1 Department of Anatomy, Cambridge University, Cambridge CB2 3DY, UK, 2 Netherlands Institute for Brain Research and VU University Medical Center, Amsterdam, The Netherlands, 3 MRC-CBU, Cambridge CB2 2EF and 4 MRC-LMB, Neurobiology Division, Cambridge, UK

Correspondence to: M. H. Hastings, MRC Laboratory of Molecular Biology, Neurobiology Division, Hills Road, Cambridge CB2 2QH, UK E-mail: mha{at}mrc-lmb.cam.ac.uk

Disturbed sleep cycles are the principal cause of institutionalization in dementia, and therefore represent a major clinical problem. They may arise from dysfunction within the circadian clock of the hypothalamus that times and consolidates wakefulness, or from neuropathology in output pathways and/or target sites of the clock specifically controlling sleep and wakefulness. To determine the relationship of disturbed activity cycles to other circadian clock-controlled rhythms, cross-sectional and longitudinal actigraphy and serial sampling of saliva were used to compare the impact of early Alzheimer’s dementia on activity/rest and cortisol rhythms in home-dwelling subjects. Mildly demented subjects had daily activity rhythms comparable to those of healthy age-matched subjects. Moderately demented subjects exhibited a range of disturbances of the activity/rest cycle, with reduced stability, increased fragmentation and loss of amplitude. Within the moderately demented group, however, the degree of circadian disruption was not correlated with the individual severity of dementia. All groups of subjects, mild, moderate with normal activity cycles and moderate with abnormal activity cycles, exhibited robust daily profiles of salivary cortisol, with highest levels in the morning (08:00 h) and an evening nadir (20:00–24:00 h). Salivary cortisol levels tended to be higher in the moderately demented subjects in the afternoon, but this effect was not specific to those with abnormal activity/rest patterns. The actimetric data confirm that deterioration of activity/rest cycles is a common and progressive feature in home-dwelling Alzheimer’s patients, occurring early in the disease but after the measurable onset of dementia. The maintenance of highly rhythmic daily cortisol profiles in association with disturbed activity profiles, both on an individual and on a group basis, demonstrates that loss of circadian control to activity/rest cycles is not a consequence of global circadian disruption in early dementia. Rather, pathology may develop in discrete elements of the circadian clockwork and/or its output systems that control activity/rest, sleep and wakefulness. Further characterization of this pathology will facilitate more effective management of sleep patterns in home-dwelling demented patients.

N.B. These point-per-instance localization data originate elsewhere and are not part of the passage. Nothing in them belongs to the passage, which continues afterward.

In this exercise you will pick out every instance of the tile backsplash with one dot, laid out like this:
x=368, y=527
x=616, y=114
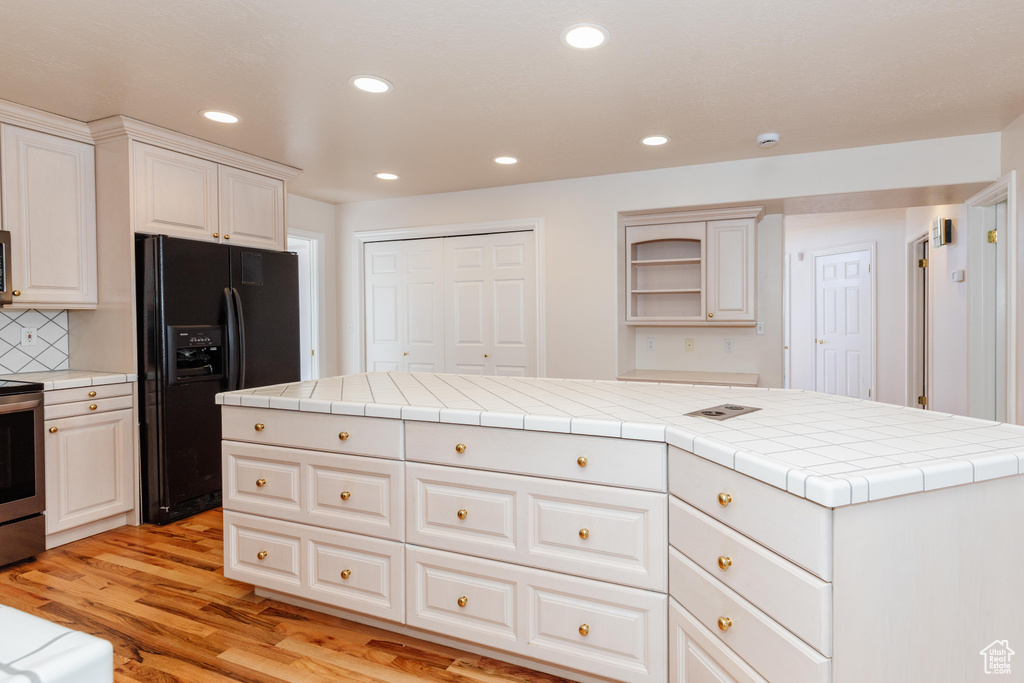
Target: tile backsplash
x=50, y=350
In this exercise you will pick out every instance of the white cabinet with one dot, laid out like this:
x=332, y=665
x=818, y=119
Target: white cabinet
x=692, y=268
x=49, y=206
x=252, y=209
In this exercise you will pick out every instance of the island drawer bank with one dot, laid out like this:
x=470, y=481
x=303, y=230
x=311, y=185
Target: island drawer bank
x=747, y=558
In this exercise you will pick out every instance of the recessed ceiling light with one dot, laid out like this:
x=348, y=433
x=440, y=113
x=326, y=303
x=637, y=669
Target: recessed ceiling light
x=220, y=117
x=654, y=140
x=585, y=36
x=371, y=83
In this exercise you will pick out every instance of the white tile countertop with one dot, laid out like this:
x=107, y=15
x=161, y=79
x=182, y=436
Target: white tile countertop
x=830, y=450
x=71, y=379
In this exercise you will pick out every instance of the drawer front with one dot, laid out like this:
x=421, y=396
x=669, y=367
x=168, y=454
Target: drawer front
x=57, y=411
x=262, y=551
x=355, y=494
x=588, y=459
x=361, y=436
x=356, y=572
x=89, y=393
x=261, y=480
x=759, y=640
x=696, y=655
x=792, y=526
x=795, y=598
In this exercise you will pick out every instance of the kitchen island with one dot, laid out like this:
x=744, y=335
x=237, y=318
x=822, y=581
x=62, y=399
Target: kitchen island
x=595, y=529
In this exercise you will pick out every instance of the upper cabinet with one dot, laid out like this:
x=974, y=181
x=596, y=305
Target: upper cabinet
x=692, y=268
x=49, y=207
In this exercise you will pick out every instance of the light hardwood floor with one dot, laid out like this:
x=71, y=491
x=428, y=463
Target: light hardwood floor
x=159, y=594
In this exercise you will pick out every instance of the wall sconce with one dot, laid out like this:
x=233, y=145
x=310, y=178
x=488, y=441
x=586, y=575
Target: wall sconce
x=942, y=232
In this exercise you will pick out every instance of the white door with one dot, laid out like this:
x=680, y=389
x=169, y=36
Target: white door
x=491, y=307
x=843, y=324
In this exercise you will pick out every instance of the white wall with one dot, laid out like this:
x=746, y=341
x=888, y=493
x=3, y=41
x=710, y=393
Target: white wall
x=313, y=216
x=584, y=336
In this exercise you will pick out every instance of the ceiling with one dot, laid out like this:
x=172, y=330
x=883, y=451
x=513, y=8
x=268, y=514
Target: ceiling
x=474, y=79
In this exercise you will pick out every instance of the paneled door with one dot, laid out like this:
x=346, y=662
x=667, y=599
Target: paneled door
x=843, y=324
x=404, y=303
x=491, y=304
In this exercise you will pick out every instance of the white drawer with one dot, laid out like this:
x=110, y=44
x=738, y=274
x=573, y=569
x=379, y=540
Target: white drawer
x=596, y=531
x=355, y=494
x=261, y=551
x=696, y=655
x=320, y=431
x=355, y=572
x=87, y=393
x=792, y=526
x=796, y=598
x=261, y=479
x=589, y=459
x=57, y=411
x=770, y=649
x=579, y=624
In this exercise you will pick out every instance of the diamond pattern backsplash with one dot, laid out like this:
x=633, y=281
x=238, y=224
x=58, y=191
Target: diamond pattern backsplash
x=50, y=351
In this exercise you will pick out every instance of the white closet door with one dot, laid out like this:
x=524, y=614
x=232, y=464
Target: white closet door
x=491, y=304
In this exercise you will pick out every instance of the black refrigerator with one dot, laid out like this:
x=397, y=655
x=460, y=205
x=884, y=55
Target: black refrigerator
x=211, y=317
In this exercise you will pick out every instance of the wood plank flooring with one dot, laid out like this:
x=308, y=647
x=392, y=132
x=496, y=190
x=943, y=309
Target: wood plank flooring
x=160, y=596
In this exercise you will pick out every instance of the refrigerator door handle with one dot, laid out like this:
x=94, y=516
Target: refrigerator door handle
x=232, y=341
x=242, y=338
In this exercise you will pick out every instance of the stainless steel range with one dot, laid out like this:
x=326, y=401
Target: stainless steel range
x=23, y=526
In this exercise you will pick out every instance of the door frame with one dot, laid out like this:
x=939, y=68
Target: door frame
x=1004, y=189
x=871, y=247
x=535, y=225
x=317, y=247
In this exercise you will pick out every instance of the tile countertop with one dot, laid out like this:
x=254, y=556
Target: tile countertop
x=71, y=379
x=830, y=450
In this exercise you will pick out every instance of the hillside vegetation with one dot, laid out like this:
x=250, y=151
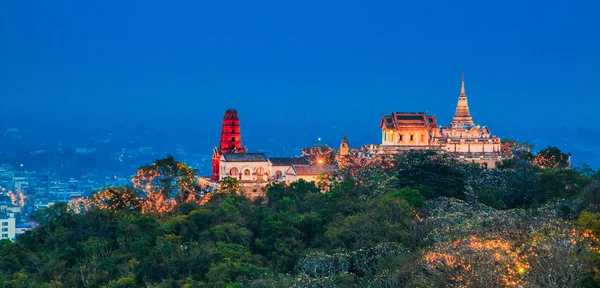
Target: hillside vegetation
x=420, y=220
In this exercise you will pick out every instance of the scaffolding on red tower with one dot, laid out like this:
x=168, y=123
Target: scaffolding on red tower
x=231, y=141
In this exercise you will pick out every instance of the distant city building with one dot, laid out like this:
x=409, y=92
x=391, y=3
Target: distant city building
x=7, y=227
x=85, y=150
x=405, y=131
x=146, y=150
x=22, y=228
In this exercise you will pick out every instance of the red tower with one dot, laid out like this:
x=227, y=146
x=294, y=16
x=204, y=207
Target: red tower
x=231, y=141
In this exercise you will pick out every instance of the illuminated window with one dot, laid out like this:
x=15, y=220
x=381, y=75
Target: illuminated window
x=234, y=172
x=260, y=173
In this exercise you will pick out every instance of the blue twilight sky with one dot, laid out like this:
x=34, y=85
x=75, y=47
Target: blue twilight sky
x=294, y=69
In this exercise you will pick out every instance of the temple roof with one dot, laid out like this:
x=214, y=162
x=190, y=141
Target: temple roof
x=245, y=157
x=345, y=141
x=312, y=169
x=289, y=161
x=462, y=117
x=397, y=119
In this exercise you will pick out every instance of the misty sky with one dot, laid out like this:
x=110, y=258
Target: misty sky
x=294, y=66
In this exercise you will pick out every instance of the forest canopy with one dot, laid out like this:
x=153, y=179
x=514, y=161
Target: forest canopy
x=418, y=220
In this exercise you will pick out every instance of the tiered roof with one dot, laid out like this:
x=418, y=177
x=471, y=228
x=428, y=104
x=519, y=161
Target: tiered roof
x=309, y=170
x=400, y=119
x=245, y=157
x=289, y=161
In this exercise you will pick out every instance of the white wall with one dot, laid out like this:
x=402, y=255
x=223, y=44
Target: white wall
x=252, y=167
x=7, y=228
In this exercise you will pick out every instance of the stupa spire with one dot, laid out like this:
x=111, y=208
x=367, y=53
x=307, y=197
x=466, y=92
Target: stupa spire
x=462, y=117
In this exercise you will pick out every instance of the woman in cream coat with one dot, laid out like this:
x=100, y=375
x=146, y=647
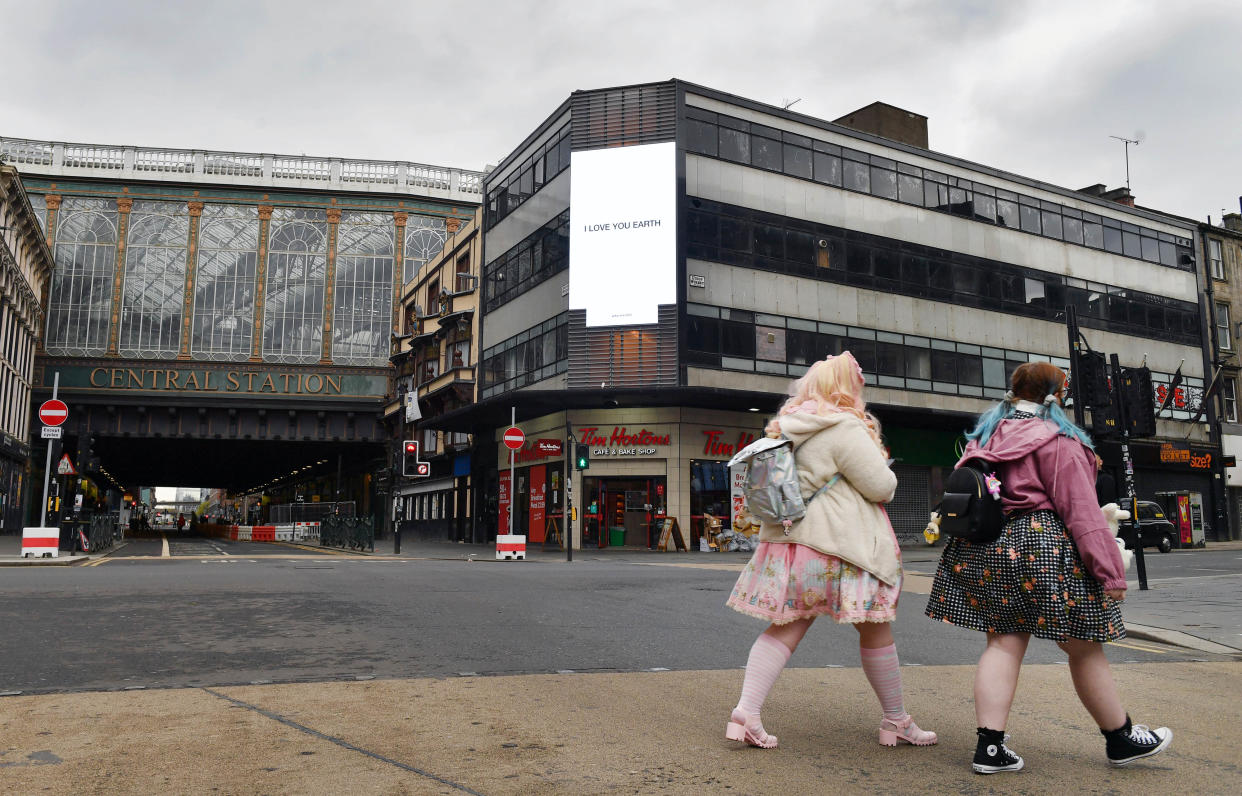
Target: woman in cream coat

Key Words: actimetry; body clock; circadian; cortisol; sleep

Abbreviations: ANOVA = analysis of variance; HPA = hypothalamo-pituitary-adrenal; IS = inter-daily stability; IV = intra-daily variability; MMSE = Mini-Mental State Examination; NPCRA = non-parametric circadian rhythm analysis; PSG = polysomnographic; RA = rhythm analysis; SCN = suprachiasmatic nuclei of the hypothalamus

Received July 28, 2003. Revised November 4, 2003. Accepted December 21, 2003.